Aider, Continue.dev, Cursor, Sweep, and Roo Code have either already added FAS backends or are in the process. It exposes an OpenAI-compatible API — just change the base URL.

Q: Why can’t I just make GPT-4o or Claude call tools in parallel?
You can, but without the specialized RL reward they will spray 20 irrelevant files, wasting even more money and time.
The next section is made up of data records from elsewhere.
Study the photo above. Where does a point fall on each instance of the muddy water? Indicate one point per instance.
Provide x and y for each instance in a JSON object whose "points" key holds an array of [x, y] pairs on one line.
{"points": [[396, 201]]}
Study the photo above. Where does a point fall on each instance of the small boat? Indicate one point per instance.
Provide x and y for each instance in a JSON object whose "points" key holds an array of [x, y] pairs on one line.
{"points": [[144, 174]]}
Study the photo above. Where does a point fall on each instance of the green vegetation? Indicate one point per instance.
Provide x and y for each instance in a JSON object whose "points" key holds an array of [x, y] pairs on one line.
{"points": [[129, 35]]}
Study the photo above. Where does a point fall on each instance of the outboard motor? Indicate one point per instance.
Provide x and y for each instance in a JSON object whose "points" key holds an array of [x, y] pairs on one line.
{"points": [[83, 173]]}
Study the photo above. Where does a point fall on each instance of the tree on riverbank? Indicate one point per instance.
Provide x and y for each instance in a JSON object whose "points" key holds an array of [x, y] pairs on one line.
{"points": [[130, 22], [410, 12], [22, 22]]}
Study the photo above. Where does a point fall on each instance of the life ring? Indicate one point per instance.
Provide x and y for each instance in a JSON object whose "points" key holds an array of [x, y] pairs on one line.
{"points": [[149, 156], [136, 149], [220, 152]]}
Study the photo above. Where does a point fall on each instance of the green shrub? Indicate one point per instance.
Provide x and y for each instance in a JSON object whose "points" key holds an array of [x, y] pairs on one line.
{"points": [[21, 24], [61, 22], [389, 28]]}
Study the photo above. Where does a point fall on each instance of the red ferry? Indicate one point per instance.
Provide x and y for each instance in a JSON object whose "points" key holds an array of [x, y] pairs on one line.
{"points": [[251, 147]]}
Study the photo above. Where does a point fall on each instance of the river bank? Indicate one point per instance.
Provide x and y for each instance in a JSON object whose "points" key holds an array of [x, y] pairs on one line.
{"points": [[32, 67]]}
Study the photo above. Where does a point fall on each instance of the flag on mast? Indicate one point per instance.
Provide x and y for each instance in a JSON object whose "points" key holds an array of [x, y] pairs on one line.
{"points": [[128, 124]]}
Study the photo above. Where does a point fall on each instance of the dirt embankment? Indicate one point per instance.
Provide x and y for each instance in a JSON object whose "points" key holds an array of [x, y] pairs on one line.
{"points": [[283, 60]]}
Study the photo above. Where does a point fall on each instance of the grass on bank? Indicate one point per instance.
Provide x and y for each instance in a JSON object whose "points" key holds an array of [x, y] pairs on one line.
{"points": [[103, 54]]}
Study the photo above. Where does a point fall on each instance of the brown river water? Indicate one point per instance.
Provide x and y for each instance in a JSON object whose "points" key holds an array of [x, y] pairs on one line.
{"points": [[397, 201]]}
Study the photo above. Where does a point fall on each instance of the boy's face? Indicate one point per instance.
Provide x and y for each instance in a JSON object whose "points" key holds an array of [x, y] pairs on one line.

FAS was trained for years (in simulation) to parallelize intelligently.

The Bigger Picture: The Era of Specialist Sub-Agents Has Begun

For two years the industry chased ever-larger models and longer context windows, yet real-world coding speed barely budged.

Relace’s FAS proves that the true bottleneck was never raw intelligence — it was navigation efficiency.

By carving out the single most expensive sub-task (code search) and optimizing it to death with a dedicated small model, they unlocked a 4× leap practically overnight.

This is not just a feature release; it’s the first clear signal of the next architectural shift:

Tomorrow’s best coding assistant will not be one giant model.
It will be a team of hyper-specialized sub-agents:

Navigation agent (FAS)
Planning agent
Code synthesis agent
Test generation agent
Refactoring agent

Each one absurdly good at its narrow job, orchestrated together.

The 4× speed you see today is only the beginning.

Welcome to the age of compound AI systems.